Planet Altitude & Azimuth Calculator

Compute a planet's position (alt/az) for any date, time, and location

Ad placeholder (leaderboard)

Before hauling a telescope outside, it helps to know whether your target planet is even above the horizon and where to point. This calculator computes a planet’s altitude and azimuth from orbital mechanics for any time and place, so you can plan a session or slew a mount with confidence.

How it works

The computation chains together standard positional-astronomy steps:

  1. Orbital elements for each planet and Earth are evaluated at the requested date using linear secular rates (semi-major axis, eccentricity, inclination, longitudes).
  2. Kepler’s equation M = E - e * sin(E) is solved iteratively for the eccentric anomaly E, giving each body’s heliocentric position in its orbital plane.
  3. Positions are rotated into heliocentric ecliptic coordinates, and the planet vector minus Earth’s vector gives the geocentric direction.
  4. Ecliptic coordinates are rotated to equatorial (right ascension, declination) using the obliquity of the ecliptic.
  5. Finally, the local hour angle from sidereal time and the observer’s latitude convert RA/Dec into altitude and azimuth.

Reading the result

An altitude above 0 degrees means the planet is up; higher is better, since objects near the zenith shine through less atmosphere.
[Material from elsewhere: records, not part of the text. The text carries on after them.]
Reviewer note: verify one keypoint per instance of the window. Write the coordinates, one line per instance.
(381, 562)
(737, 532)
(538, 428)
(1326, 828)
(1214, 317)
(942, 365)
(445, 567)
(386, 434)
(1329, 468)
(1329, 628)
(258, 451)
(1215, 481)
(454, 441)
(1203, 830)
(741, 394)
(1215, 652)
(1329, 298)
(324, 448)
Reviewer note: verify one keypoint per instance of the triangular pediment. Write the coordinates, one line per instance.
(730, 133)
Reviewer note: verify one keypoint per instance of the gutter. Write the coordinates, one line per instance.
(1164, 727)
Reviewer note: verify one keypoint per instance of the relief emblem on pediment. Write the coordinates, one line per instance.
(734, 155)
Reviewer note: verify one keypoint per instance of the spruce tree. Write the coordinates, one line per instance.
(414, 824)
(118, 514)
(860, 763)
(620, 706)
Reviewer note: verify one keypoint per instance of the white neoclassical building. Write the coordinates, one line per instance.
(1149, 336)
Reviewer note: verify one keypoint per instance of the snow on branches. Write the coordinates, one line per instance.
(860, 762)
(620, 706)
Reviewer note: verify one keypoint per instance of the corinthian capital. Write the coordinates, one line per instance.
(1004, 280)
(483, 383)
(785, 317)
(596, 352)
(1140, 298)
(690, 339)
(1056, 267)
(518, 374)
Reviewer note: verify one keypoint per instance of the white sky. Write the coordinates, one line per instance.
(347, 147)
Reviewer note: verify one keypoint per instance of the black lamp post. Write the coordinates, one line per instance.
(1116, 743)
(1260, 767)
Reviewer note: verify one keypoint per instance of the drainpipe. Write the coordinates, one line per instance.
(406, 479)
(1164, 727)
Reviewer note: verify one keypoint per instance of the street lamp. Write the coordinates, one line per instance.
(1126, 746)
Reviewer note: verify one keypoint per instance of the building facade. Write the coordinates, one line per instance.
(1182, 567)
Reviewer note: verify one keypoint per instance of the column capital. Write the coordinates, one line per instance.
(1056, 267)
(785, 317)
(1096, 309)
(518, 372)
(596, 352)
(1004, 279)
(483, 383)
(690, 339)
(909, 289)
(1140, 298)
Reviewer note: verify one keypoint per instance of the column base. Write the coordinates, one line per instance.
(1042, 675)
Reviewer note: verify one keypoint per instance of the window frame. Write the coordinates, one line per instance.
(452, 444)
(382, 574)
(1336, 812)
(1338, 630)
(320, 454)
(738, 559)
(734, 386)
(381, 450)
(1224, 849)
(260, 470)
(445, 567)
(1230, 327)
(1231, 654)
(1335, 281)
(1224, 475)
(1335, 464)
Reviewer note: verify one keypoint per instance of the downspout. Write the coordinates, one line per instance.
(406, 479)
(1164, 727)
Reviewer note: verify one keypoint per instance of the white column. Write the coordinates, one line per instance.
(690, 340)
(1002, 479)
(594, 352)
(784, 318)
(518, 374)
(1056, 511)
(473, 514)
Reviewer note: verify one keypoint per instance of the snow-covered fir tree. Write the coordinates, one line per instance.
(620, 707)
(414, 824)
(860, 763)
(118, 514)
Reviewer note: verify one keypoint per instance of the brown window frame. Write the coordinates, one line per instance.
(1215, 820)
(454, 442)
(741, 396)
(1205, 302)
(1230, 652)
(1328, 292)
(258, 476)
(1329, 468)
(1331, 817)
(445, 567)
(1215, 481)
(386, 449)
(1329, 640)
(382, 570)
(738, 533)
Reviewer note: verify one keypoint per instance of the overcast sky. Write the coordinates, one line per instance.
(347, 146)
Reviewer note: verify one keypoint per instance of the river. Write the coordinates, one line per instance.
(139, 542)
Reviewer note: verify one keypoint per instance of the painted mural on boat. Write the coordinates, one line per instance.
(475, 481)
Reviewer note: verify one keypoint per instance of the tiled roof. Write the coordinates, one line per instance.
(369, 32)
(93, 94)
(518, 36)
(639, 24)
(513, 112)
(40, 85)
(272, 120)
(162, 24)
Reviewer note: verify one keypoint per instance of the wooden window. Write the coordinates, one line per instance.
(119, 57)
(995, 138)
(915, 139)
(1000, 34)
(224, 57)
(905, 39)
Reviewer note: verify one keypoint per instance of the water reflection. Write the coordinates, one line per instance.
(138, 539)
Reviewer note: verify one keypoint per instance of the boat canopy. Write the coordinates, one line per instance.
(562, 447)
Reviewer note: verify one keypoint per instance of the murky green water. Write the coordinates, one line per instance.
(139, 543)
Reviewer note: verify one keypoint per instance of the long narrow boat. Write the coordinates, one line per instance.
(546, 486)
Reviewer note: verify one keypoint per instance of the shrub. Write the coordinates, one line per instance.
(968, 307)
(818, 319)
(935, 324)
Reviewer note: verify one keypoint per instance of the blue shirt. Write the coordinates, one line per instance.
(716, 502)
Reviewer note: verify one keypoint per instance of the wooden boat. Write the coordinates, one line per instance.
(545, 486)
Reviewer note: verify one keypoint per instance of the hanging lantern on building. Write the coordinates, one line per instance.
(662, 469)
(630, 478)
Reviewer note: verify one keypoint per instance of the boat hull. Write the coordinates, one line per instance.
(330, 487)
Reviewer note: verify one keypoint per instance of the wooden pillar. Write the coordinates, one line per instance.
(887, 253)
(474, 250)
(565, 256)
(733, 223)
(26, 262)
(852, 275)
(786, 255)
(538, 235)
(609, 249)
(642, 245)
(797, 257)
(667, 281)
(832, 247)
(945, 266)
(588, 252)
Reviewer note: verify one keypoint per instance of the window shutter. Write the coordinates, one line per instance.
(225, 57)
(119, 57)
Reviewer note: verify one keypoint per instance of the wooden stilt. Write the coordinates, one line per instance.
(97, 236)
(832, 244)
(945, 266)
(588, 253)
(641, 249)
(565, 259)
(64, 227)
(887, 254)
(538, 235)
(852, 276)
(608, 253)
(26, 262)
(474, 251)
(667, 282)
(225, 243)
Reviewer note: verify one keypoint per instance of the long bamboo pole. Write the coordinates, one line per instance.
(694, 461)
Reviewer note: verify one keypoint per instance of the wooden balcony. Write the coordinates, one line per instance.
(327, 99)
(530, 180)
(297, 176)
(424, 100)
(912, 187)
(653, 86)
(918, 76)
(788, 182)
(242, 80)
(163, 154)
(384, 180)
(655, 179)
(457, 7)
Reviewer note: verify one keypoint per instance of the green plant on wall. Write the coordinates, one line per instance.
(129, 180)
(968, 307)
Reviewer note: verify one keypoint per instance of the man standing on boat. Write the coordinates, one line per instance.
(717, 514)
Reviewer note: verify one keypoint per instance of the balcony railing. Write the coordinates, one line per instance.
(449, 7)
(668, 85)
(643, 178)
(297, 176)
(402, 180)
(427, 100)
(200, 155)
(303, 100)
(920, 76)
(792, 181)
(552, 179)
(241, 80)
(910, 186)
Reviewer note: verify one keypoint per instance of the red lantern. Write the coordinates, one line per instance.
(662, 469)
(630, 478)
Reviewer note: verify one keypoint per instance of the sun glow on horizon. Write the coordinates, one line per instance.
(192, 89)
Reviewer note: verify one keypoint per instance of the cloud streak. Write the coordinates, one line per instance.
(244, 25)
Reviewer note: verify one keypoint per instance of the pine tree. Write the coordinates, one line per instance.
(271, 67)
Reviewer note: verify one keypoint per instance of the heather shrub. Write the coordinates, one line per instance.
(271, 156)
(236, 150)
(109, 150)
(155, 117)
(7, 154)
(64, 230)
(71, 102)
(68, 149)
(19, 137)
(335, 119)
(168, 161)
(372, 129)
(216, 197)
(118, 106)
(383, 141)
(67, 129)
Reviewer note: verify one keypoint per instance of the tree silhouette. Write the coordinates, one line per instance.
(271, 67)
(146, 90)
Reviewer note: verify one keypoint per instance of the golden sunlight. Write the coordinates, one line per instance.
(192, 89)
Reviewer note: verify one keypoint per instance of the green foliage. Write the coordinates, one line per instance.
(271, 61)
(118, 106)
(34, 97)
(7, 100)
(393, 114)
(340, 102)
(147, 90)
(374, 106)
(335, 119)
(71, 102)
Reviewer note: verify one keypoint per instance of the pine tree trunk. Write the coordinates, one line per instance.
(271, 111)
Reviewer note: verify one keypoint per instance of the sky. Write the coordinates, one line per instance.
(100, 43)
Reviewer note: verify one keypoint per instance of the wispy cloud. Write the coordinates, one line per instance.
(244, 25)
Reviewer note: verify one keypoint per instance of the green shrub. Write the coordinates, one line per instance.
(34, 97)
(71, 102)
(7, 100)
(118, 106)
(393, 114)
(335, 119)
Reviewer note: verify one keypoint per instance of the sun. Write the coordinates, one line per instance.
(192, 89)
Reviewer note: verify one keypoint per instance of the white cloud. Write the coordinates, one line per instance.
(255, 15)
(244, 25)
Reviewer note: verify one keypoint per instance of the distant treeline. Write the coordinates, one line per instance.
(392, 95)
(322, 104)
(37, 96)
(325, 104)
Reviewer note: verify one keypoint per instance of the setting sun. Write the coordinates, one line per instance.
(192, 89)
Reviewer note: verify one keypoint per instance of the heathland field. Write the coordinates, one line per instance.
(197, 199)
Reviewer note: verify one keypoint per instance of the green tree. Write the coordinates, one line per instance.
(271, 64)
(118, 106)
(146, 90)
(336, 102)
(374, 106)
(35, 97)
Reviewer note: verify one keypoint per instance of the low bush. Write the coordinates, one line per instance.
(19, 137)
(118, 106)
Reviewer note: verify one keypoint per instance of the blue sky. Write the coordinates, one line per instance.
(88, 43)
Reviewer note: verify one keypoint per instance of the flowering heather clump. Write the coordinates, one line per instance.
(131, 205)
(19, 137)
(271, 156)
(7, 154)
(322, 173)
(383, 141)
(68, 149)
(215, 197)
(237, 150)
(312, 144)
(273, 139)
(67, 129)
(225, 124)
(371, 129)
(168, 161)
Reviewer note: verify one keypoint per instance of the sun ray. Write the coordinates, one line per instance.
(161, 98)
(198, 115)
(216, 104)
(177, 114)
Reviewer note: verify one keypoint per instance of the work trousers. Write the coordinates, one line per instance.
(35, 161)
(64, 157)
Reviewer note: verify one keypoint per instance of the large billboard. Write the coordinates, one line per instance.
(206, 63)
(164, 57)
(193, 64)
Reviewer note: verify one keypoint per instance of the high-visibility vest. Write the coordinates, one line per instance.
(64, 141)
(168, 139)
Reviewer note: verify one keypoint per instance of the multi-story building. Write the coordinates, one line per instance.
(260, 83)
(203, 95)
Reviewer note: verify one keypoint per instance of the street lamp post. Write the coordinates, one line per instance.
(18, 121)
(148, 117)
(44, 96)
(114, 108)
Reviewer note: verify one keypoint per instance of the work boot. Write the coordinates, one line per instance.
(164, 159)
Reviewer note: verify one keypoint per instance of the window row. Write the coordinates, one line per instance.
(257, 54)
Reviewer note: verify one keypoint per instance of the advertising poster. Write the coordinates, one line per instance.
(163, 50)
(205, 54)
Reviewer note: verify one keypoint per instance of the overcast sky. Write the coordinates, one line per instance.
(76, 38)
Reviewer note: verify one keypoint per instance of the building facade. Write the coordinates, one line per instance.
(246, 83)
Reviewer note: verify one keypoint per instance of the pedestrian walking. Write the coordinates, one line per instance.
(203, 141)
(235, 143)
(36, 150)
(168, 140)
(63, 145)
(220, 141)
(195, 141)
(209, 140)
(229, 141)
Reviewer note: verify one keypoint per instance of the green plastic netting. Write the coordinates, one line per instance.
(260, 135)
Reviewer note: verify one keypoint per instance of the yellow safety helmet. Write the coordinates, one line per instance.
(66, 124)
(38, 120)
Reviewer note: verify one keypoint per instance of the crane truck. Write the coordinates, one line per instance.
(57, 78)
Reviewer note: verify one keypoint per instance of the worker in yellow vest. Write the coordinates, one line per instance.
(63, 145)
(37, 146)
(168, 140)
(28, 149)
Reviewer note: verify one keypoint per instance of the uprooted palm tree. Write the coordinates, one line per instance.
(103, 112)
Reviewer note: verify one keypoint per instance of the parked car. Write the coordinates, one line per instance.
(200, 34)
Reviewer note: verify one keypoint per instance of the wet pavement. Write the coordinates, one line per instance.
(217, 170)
Azimuth tells you the compass direction to face: north is 0, east 90, south 180, west 270.

Tips

Enter the time in UTC — convert from your local clock first. The model is excellent for pointing and planning across the decades around the year 2000, accurate to a few arcminutes for the bright planets. For the best views, observe when the planet is highest, which for outer planets is near its meridian crossing around local midnight at opposition.